While the executive order doesn’t have immediate impact as it simply signals the FTC should look into the issue, any FTC action will have implications, said Chris Marquardt, leader of the labor and employment group at Alston & Bird.
“There will be federalism and rulemaking authority questions of the FTC, and it won’t be surprising if someone challenges on appropriate grounds,” Marquardt said. “Where we are sitting now it will be hard to see where those challenges will be.”
A full ban on noncompetes would be problematic because there are legitimate reasons to have them in place, said Carson Sullivan, a partner with Paul Hastings LLP, who represents employers.
“There has been an increased hostility toward noncompetes coming out of a number of states,” she said. “Most disputes in courts are not over low-wage workers.”
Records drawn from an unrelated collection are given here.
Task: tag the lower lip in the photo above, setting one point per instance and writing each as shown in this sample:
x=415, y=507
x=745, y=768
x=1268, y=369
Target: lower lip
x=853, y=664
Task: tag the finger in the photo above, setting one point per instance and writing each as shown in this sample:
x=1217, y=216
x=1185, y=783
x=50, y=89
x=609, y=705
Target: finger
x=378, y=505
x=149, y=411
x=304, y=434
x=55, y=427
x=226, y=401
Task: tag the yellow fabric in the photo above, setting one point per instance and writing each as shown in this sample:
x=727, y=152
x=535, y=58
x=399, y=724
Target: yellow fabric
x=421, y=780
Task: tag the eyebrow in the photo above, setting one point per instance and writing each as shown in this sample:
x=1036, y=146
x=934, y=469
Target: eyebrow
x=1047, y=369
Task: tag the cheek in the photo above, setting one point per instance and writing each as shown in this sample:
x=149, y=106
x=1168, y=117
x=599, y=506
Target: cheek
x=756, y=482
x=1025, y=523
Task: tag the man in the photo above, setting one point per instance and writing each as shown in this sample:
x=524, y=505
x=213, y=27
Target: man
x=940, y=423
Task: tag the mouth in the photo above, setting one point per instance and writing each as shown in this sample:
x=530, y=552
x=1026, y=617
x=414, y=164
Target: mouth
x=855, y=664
A number of business groups and lawyers, including the U.S. Chamber of Commerce, previously urged the FTC to avoid federal rulemaking to limit noncompetes, in public comment letters that the commission solicited in early 2020.
Like the chamber, the American Bar Association’s Antitrust Law Section and others questioned the wisdom of creating a broad new federal rule to govern an area that traditionally has been the domain of state contract law. The chamber and ABA letters also raised doubts about the FTC’s legal authority for rulemaking to govern noncompetes.
The toughest option for employers to manage would be a full ban on noncompetes that also limits businesses’ ability to use customer or employee nonsolicitation contracts, as California law does, said Michael Elkon, an employment lawyer with Fisher Phillips LLP in Atlanta.
“The number of legal challenges and the intensity of legal challenges will depend on how broad the FTC’s rule is. If the FTC goes full California, there will be lots of legal challenges,” he said.
Other groups—such as a coalition including the Open Markets Institute and the AFL-CIO—previously urged the FTC to move ahead with rulemaking to broadly restrict the use of employee noncompetes, stressing the harm to workers because of limited job mobility as well as larger constraints on the economy and entrepreneurship.
Noncompetes are overly used and some would argue they shouldn’t be used at all, said Eric Meyer, an attorney with FisherBroyles, who represents workers. He said he has represented manual laborers who face multi-year agreements that would have no geographic limitations.
“A lot of people especially at the lower level as part of onboarding don’t realize what they’ve signed. Sometimes even higher-level executives don’t appreciate what they’ve signed,” he said.
He said a flat-out ban on noncompetes would likely invite a legal challenge over the FTC’s ability to take such action.
“As a pragmatic matter, states are the ones who set up the framework for enforcement and legality of noncompetes,” he said.
While it’s still unclear how far the executive order and FTC-issued regulations will go, Biden’s order could have a chilling effect on pending noncompete litigation, said Don Schroeder, a partner at Foley & Larder LLP.
“It will require private businesses, most notably technology companies, to re-examine their legal strategy for protecting confidential, proprietary information,” he said.